Thermo-gaseous-mechanical coupling phase-field model for brittle crack propagation in tungsten

Modeling of crack deflection/penetration as intergranular/transgranular fracture in the polycrystal under the coupled thermo-gaseous-mechanical multi-physics field has long been a challenge for both fracture mechanics and materials science. The current developed model builds upon a coupled mechanics, gas diffusion and temperature gradient, driven by minimizing the energy function. The time-dependent variables are solved in an implicit integration framework, where displacement, gas concentration, temperature and damage variable are the primary ones.
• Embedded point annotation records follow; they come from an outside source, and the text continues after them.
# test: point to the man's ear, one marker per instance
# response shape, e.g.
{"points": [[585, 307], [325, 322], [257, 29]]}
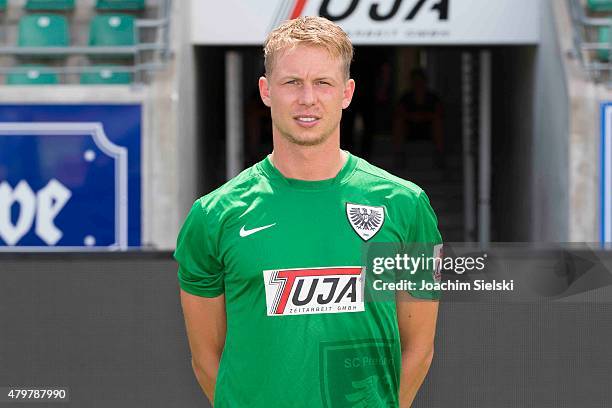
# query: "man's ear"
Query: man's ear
{"points": [[349, 90], [264, 90]]}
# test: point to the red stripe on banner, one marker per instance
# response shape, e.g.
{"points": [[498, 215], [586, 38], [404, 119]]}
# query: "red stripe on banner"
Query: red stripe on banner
{"points": [[297, 9], [290, 275]]}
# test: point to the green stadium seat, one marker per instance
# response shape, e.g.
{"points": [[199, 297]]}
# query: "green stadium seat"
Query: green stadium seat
{"points": [[43, 30], [603, 38], [599, 5], [106, 76], [51, 5], [32, 77], [112, 30], [125, 5]]}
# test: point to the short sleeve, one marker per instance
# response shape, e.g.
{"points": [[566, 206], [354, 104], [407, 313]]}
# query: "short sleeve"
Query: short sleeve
{"points": [[425, 241], [200, 273]]}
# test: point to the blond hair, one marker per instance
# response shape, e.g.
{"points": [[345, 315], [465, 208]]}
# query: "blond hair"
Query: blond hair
{"points": [[309, 30]]}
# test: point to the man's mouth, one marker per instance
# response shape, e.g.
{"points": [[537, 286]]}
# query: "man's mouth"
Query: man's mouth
{"points": [[306, 120]]}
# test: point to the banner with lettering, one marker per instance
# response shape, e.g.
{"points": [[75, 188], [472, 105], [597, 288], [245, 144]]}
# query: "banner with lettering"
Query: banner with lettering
{"points": [[374, 22], [70, 177]]}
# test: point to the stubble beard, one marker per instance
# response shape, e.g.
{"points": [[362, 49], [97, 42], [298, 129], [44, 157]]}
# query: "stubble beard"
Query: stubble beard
{"points": [[315, 141]]}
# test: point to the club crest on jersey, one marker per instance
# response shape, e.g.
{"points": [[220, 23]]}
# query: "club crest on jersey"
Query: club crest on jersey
{"points": [[314, 290], [365, 220]]}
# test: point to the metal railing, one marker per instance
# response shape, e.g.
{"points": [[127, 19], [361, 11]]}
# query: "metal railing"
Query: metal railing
{"points": [[143, 57], [587, 46]]}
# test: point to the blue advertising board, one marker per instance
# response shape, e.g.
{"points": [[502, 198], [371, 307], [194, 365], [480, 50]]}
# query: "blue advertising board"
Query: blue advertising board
{"points": [[70, 177]]}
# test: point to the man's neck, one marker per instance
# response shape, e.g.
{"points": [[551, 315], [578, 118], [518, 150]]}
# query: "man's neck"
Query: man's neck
{"points": [[308, 162]]}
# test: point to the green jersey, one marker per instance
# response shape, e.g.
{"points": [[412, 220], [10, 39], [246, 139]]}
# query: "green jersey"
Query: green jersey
{"points": [[287, 254]]}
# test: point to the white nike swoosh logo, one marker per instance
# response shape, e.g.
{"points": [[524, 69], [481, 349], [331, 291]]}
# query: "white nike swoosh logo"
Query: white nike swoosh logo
{"points": [[246, 233]]}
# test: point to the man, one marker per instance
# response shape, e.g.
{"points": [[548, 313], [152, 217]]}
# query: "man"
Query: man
{"points": [[270, 263]]}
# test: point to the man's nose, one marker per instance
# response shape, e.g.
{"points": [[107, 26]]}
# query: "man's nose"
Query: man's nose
{"points": [[307, 95]]}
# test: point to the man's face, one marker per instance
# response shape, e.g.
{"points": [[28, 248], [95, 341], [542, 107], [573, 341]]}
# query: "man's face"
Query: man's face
{"points": [[306, 92]]}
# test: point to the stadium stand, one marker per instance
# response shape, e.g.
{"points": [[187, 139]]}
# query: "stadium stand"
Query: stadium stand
{"points": [[44, 30], [592, 37], [33, 76], [112, 30], [599, 5], [50, 5], [106, 75], [124, 5]]}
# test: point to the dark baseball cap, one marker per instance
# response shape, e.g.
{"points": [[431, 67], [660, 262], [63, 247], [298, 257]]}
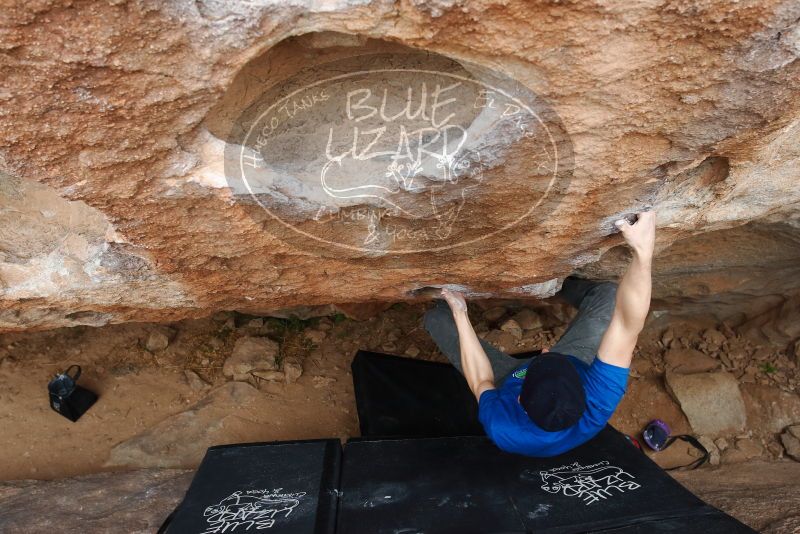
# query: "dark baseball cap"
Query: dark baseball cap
{"points": [[552, 393]]}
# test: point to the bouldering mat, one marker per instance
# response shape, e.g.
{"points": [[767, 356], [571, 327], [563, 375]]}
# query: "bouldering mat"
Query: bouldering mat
{"points": [[281, 487], [461, 482], [467, 485], [403, 397]]}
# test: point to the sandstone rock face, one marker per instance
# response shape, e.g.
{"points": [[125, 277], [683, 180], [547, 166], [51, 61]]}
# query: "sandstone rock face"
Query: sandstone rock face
{"points": [[169, 160], [136, 502], [182, 439]]}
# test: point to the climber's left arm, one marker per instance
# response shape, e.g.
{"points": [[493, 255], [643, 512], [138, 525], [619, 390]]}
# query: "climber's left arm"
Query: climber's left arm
{"points": [[474, 362]]}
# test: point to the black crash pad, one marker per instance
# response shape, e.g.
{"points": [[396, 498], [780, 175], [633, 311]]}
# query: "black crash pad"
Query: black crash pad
{"points": [[282, 487], [466, 485], [403, 397]]}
The proposed fracture model is particularly appropriate for capturing the change of crack path in nuclear-grade tungsten (W) on account of temperature- and gas-dependent mechanical parameters. The significant contributions are three-fold: (1) the Young's modulus, Poisson's ratio and fracture energy at the given temperature and gas concentration can be automatically identified; (2) the transformation mode related to the angle between grain boundary (GB) axis and loading direction and the misorientation between two adjacent grains is predicted in the absence and presence of gas; (3) the comparative analysis of crack characteristics under constant temperature and temperature gradient is conducted with a focus on crack growth rate and crack path. The model is validated by comparing our simulated data with available experimental and numerical results. This work could have profound implications for evaluating the catastrophic failure in the extreme environment and providing guidance on optimizing the microstructure of W.